Would you pay for GC?

Fri Jan 28 13:14:16 UTC 2022

On Friday, 28 January 2022 at 10:18:32 UTC, IGotD- wrote:
> On Wednesday, 26 January 2022 at 06:20:06 UTC, Elronnd wrote:
>>
>> Thread-local gc is a thing.  Good for false sharing too 
>> (w/real threads); can move contended objects away from owned 
>> ones.  But I see no reason why fibre-local heaps should need 
>> to be much different from thread-local heaps.
>>
>
> I would like to challenge the idea that thread aware GC would 
> do much for performance. Pegging memory to one thread is 
> unusual and doesn't often correspond to the reality.
>
> For example a computer game with large amount of vertex data 
> where you decide to split up the workload on several threads. 
> You don't make a thread local copy of that data but keep the 
> original vertex data global and even destination buffer would 
> be global.

Which is why you would want ARC for shared objects and a local GC 
for tasks/actors.

Then what you need for more flexibility and optimization is 
static analysis that determines if local objects can be turned 
into shared objects. If that is possible you could put them in a 
separate region of the GC heap with space for a RC field at 
negative offset.

> What I can think of is a server with one thread per client with 
> data that no other reason thread works on.
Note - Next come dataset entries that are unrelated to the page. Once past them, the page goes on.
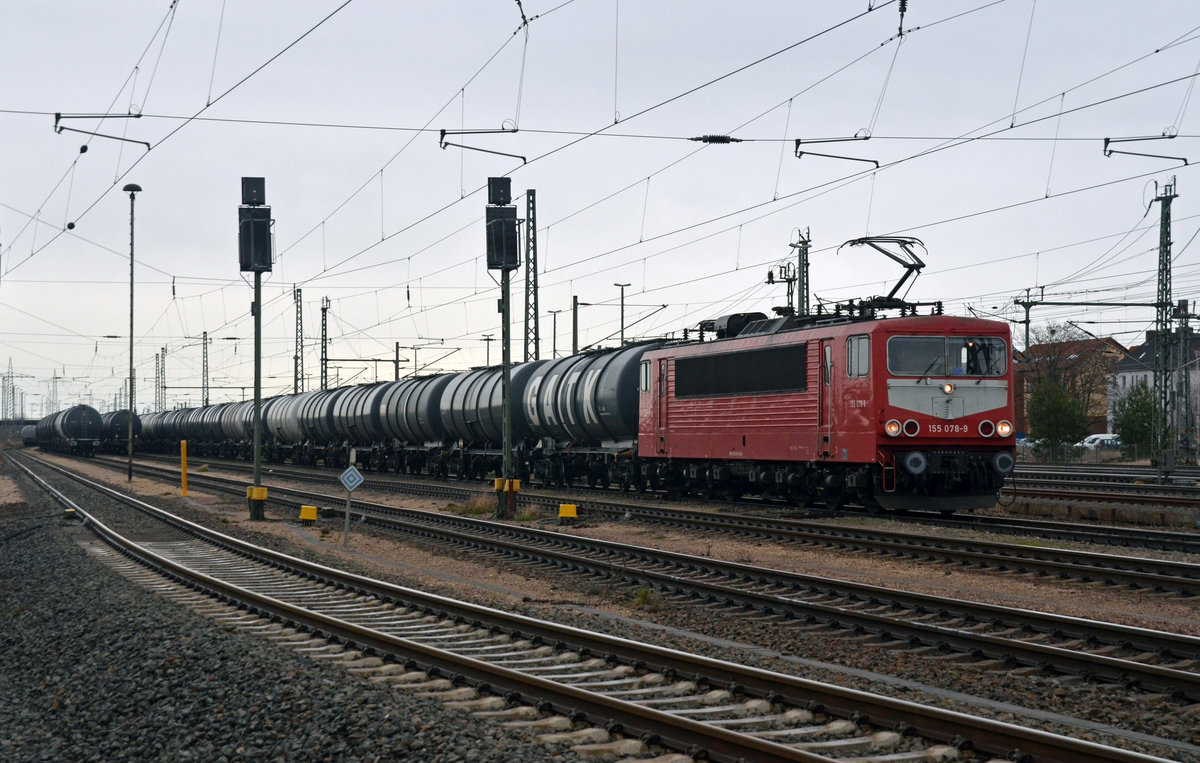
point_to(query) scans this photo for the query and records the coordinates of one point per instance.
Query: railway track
(1152, 575)
(1135, 658)
(1098, 535)
(552, 678)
It shouldn't be per thread, but per actor/task/fiber.

> My experience is that this thread model isn't good programming 
> and servers should instead be completely async meaning any 
> thread might handle the next partial work.

You have experience with this model? From where?
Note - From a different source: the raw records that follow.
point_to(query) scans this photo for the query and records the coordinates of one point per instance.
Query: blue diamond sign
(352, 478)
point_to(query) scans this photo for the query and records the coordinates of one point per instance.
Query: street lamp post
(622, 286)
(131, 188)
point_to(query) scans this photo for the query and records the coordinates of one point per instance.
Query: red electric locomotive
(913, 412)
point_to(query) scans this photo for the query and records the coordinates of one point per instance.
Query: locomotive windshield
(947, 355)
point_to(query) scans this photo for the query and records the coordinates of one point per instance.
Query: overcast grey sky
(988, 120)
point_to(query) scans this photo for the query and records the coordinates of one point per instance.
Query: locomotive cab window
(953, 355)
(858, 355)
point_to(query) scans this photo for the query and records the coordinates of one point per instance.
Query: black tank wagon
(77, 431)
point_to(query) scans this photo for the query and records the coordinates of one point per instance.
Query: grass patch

Actually, it could be massively beneficial if you have short 
lived actors and most objects have trivial destructors. Then you 
can simply release the entire local heap with no scanning.

You basically get to configure the system to use arena-allocators 
with GC-fallback for out-of-memory situations. Useful for actors 
where most of the memory it holds are released towards the end of 
the actor's life time.

> As I see it thread aware GC doesn't do much for performance but 
> complicates it for the programmer.

You cannot discuss performance without selecting a particular 
realistic application. Which is why system level programming 
requires multiple choices and configurations if you want 
automatic memory management. There is simply no model that works 
well with all scenarios.

What is needed for D is to find a combinations that works both 
for current high level programming D-users and also makes 
automatic memory management more useful in more system level 
programming scenarios.

Perfect should be considered as out-of-scope.